Before he found her first.
---
> Because he knew the next step wouldn’t be waiting for J.
It would be finding him—before he found her first.
---
Darian stared at the ceiling long after the thought had settled. The shadows of branches outside moved slowly across the paint, soft and long, like a warning he didn’t need spelled out.
He’d been reactive long enough.
Waiting for the next letter. The next shadow. The next moment of fear to land in Elara’s hands like a weight she never deserved to carry.
No more.
This time, he would move first.
---
By morning, the decision was made.
He rose before the sun, dressed quietly, and left a note on the fridge in clean, neat letters:
Out for a bit. Back soon. Don’t worry. Lock the door. – D
He didn’t expect her to sleep in. But he hoped she’d give herself at least one morning without suspicion dragging at her spine.
Because today, he’d carry it.
All of it.
---
He met Mark at the diner on Third and Grove, the one that never played music and always kept the coffee hot.
Mark was already waiting, black hoodie zipped up to his neck, a folder in one hand, his phone in the other. The expression on his face told Darian everything.
They didn’t need small talk anymore.
Not now.
Darian slid into the booth across from him, nodding once. “Talk.”
Mark pushed the folder across the table.
Inside: another street cam photo.
Time-stamped for last night.
Near the woods.
Less than four blocks from the house.
---
“I set up a motion-activated cam last week,” Mark said quietly. “Didn’t expect anything. Got this around 11:42 p.m.”
The man in the photo was partially obscured by shadow.
But the bag. The jacket. The posture—calm, casual, confident—was unmistakable.
“He was close,” Darian said.
Mark nodded.
“Too close.”
They stared at the image for a long moment.
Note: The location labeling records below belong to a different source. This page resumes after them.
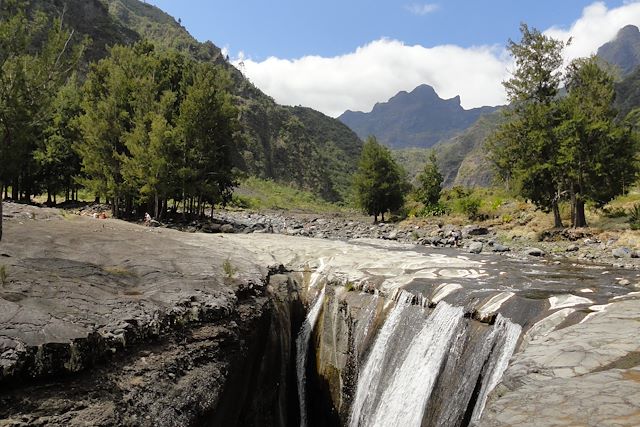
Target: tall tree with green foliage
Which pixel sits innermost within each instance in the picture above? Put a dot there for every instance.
(597, 154)
(36, 57)
(430, 182)
(379, 183)
(208, 127)
(525, 147)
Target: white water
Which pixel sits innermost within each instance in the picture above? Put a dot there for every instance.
(302, 345)
(510, 332)
(369, 377)
(404, 400)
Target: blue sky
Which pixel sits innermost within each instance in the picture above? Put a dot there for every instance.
(291, 29)
(337, 55)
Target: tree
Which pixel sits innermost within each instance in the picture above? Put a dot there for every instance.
(430, 182)
(525, 147)
(208, 130)
(36, 57)
(380, 182)
(596, 152)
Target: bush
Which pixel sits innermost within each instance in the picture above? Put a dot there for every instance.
(470, 206)
(634, 217)
(437, 209)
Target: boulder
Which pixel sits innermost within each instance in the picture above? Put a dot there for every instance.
(497, 247)
(227, 228)
(621, 253)
(475, 247)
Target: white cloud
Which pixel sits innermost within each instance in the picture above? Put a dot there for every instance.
(596, 26)
(422, 9)
(377, 71)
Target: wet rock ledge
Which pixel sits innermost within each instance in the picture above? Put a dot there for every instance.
(105, 323)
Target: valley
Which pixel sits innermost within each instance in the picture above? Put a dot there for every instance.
(180, 246)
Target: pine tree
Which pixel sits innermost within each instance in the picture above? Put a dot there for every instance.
(525, 147)
(597, 154)
(430, 182)
(379, 183)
Then Mark added, “He’s scouting. Not just the shop anymore. He’s looking for a pattern.”
Darian’s stomach turned.
“He’s getting ready for something.”
Mark didn’t respond.
He didn’t have to.
---
“I want to move her,” Darian said flatly. “Just for a few days.”
Mark frowned. “She won’t like it.”
“She doesn’t have to.”
“You sure about that?”
Darian looked him in the eye.
“She thinks she’s ready to face him. She isn’t.”
“Maybe. But maybe she’s stronger than you think.”
Darian’s jaw flexed.
Mark leaned forward, voice lowering. “You need to decide what role you’re playing here, man. You protecting her, or controlling the story?”
That landed harder than Darian expected.
Because maybe he didn’t know the answer anymore.